Emmanuel Guillet est licencié ffgolf depuis 2011. Sa relation avec le golf il la vit depuis ses sept ans : « mes parents m’emmenaient souvent en Angleterre, en Ecosse, c’est là-bas que j’ai commencé le golf ». Ses premiers pas, club en main, Emmanuel Guillet les fait sur les terres d’origines du golf, des conditions bien plaisantes : « comme tous les enfants de la région où je me trouvais, nous jouions dans les champs, un peu comme le football en France que certains pratiquent dans la rue. Lorsque nous sommes rentrés en métropole, les infrastructures étaient différentes, c’était difficile de jouer : trouver des clubs, avoir les moyens financiers d’inscrire les enfants pour jouer... Mais évidemment c’était à l’époque. ».

Contraint d’arrêter par « faute de temps et de moyens » Emmanuel Guillet a repris le chemin du green il y a quelques années maintenant : « j’avais vraiment envie de reprendre, cela m’avait manqué durant toute ma jeunesse. Ça fait maintenant huit ans que je suis au golf de Nice ». 

Un sport de « bourgeois » 

Emmanuel Guillet bureau

Emmanuel est resté plus de vingt ans sans jouer. Pourtant la même ferveur a continué de l’animer : « Quand on pratique et que l’on connait ce sport, c’est quelque chose que je dis à tout le monde : soit on l’adore, soit on le déteste. Lorsque l’on commence à taper dans la petite balle blanche, on se sent tout de suite attiré. Le golf est un sport qui m’a toujours passionné ! ».

Malgré des horaires non fixes Emmanuel réussi à trouver le temps de jouer : « J’ai des horaires aléatoires. Je travaille aussi bien le week-end qu’en semaine. De fait, je pratique le golf environ une fois par semaine, cela me permet de faire de nouvelles connaissances ».

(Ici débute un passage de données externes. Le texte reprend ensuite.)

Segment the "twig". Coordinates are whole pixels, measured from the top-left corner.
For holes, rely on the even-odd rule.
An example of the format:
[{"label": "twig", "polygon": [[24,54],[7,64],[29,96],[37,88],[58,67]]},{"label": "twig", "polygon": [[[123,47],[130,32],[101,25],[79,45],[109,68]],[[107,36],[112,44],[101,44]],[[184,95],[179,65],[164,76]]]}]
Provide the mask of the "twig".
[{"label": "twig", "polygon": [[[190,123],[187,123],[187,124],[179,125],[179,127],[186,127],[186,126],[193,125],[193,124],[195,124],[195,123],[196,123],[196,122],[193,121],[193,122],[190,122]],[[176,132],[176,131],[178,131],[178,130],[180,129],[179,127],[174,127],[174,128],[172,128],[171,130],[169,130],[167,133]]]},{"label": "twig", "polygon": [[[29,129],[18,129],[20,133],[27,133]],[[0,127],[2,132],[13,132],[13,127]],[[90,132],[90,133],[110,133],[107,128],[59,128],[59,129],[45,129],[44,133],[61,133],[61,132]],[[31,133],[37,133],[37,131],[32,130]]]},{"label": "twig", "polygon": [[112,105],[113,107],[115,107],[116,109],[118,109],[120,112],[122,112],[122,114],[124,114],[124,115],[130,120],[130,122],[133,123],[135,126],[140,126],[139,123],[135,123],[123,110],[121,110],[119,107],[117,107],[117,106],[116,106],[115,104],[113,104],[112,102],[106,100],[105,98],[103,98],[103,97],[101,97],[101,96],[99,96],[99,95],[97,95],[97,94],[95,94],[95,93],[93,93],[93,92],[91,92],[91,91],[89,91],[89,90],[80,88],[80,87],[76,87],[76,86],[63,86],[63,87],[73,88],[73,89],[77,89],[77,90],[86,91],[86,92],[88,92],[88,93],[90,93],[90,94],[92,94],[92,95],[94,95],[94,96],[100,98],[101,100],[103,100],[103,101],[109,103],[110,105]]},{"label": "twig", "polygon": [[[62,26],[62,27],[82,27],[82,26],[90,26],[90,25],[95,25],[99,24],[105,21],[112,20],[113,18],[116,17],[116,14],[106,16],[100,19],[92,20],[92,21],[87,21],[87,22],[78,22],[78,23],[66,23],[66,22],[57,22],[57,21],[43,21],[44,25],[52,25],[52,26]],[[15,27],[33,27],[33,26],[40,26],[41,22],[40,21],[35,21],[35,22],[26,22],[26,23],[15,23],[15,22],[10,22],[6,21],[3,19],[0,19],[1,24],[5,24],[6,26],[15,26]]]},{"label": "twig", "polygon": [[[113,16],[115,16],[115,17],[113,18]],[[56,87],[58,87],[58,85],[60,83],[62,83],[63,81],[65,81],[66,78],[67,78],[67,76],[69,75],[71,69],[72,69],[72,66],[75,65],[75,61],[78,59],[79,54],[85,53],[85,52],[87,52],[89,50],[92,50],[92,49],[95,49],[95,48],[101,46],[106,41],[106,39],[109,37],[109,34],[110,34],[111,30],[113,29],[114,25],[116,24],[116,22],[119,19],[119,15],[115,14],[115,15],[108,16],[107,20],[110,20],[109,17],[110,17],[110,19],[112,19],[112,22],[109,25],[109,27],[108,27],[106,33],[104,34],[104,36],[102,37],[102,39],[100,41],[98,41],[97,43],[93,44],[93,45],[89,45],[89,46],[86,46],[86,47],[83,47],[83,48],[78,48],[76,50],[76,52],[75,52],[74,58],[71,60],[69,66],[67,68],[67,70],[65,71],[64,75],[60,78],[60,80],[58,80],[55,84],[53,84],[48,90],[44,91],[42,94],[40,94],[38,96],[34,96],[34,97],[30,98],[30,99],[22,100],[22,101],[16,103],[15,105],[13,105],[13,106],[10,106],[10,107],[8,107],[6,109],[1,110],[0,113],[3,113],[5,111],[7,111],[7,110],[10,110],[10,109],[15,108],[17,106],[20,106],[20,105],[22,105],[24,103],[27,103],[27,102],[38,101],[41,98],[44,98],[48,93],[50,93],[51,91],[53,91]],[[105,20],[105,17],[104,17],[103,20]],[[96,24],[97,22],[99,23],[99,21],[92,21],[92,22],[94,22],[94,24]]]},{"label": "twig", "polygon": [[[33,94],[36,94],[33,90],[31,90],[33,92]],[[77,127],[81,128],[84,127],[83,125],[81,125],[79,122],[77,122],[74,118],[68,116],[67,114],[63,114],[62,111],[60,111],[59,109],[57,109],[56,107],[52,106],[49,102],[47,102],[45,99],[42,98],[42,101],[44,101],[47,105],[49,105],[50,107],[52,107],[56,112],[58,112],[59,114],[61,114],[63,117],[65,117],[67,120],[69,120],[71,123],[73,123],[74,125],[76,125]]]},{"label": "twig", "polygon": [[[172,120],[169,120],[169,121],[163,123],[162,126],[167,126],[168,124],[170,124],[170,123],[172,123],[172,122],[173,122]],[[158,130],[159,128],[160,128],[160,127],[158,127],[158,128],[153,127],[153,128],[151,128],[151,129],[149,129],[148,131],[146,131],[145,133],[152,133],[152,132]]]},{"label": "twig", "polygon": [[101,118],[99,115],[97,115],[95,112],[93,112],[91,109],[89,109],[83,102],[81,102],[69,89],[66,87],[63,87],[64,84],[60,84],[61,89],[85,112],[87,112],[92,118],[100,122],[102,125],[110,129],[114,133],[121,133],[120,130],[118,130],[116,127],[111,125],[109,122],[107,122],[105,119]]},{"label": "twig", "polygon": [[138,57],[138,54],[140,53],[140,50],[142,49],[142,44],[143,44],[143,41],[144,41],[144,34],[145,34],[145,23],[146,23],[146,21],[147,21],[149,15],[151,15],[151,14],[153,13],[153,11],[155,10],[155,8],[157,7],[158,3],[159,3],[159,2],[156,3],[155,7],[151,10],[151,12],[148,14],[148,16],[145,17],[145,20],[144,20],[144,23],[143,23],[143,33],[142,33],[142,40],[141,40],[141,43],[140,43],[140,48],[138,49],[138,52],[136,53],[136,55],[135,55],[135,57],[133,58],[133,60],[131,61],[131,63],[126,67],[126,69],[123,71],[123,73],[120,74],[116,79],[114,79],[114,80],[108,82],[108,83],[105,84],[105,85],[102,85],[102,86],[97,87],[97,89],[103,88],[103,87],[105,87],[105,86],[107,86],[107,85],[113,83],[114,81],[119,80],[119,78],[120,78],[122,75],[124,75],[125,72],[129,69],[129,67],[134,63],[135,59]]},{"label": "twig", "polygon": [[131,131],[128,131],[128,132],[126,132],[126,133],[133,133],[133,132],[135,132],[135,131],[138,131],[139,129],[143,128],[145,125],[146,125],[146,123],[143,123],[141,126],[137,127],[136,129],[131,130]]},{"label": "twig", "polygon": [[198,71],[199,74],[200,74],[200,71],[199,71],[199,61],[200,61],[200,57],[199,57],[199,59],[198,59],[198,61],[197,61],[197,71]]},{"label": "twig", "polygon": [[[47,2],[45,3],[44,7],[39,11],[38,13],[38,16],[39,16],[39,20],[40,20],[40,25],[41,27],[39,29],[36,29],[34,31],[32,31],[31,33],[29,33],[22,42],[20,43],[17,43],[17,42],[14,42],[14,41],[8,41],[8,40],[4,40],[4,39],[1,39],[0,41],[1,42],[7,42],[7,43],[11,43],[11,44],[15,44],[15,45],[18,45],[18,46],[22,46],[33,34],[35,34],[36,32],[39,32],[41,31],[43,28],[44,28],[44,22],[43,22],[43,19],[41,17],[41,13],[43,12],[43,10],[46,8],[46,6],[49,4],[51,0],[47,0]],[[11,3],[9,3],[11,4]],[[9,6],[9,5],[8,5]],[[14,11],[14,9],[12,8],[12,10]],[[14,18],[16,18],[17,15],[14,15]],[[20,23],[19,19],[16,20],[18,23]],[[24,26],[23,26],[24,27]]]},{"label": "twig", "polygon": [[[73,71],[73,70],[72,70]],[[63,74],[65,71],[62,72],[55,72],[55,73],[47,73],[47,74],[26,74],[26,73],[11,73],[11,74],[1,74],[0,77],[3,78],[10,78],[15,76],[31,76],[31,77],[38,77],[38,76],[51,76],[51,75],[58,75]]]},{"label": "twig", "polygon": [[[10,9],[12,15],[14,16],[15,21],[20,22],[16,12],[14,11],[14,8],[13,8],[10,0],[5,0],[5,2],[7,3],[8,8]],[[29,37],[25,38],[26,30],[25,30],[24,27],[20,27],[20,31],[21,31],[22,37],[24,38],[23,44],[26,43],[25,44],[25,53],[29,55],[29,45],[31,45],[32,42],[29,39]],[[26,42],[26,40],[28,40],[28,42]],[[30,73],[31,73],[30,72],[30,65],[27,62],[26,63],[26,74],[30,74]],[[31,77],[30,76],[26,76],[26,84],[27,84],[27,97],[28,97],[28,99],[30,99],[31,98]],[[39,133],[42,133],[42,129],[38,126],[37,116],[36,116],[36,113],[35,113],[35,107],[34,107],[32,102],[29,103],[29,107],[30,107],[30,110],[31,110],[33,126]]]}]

Des amis qu’ils tentent aussi d’initier à son sport : « J’arrive à faire partager ma passion autour de moi. Mais le souci est que le golf est toujours mal perçu et nous sommes (les joueurs – ndlr) pris pour des bourgeois. Des idées reçues qui ne sont pas le reflet de la réalité d’ailleurs le golf s’est démocratisé au niveau national. Par rapport à d’autres années où nous avions un ou deux champions, aujourd’hui nous avons une quinzaine voire une vingtaine au plus haut niveauEt puis il y a de plus en plus de structures à des prix intéressants, comme au golf de Nice. Chez nous vous pouvez jouer pour 20 euros et il est possible de vous exercer entre quatre et cinq heures pour 80 à 100 euros dans d’autres clubs ».

Des valeurs

Le temps est une denrée rare pour Emmanuel Guillet : « J’essaye de participer à des compétitions, mais je n’en fait malheureusement pas assez », pourtant le contrôleur est 11 d’index mais tient à préciser : « Dans le golf il faut rester lucide. Je pense qu’actuellement avec un entraînement occasionnel je joue entre 15 et 20 ».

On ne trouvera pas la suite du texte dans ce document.